Single execution: In this execution mode, the user defines the different preprocessing options of the tool manually to generate a simulation model. The next parameters needed to be defined:
- Percentile for frequency threshold (eta): SplitMiner parameter related to the filter over the incoming and outgoing edges. Between 0.0, and 1.0.
- Parallelism threshold (epsilon): SplitMiner parameter related to the number of concurrent relations between events to be captured. Between 0.0 and 1.0.

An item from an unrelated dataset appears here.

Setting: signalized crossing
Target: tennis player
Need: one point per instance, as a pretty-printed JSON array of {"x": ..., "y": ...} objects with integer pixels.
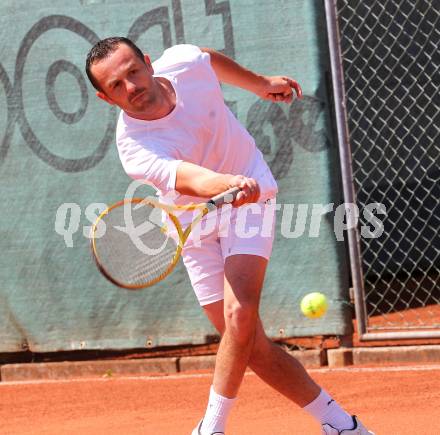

- Non-conformance management: Simod provides three options to deal with the Non-conformances between the event log and the BPMN discovery model. The first option is the removal of the nonconformant traces been the more natural one. The second option is the replacement of the non-conformant traces using the conformant most similar ones. The last option is the repairs at the event level by creating or deleting an event when necessary.
- Number of simulations runs: Refers to the number of simulations performed by the BIMP simulator, once the model is created. The goal of defining this value is to improve the assessment's accuracy, between 1 and 50.
Optimizer execution: In this execution mode, the user defines a search space, and the tool automatically explores the combination looking for the optimal one. The next parameters needed to be defined:
- Percentile for frequency threshold range: SplitMiner parameter related with the filter over the incoming and outgoing edges. Lower and upper bound between 0.0 and 1.0.
- Parallelism threshold range: SplitMiner parameter related to the number of concurrent relations between events to be captured. Lower and upper bound between 0.0 and 1.0.
- Max evaluations: With this value, Simod defines the number of trials in the search space to be explored using a Bayesian hyperparameter optimizer. Between 1 and 50.
- Number of simulations runs: Refers to the number of simulations performed by the BIMP simulator, once the model is created. The goal of defining this value is to improve the accuracy of the assessment. Between 1 and 50.
Once all the parameters are settled, It is time to start the execution and wait for the results.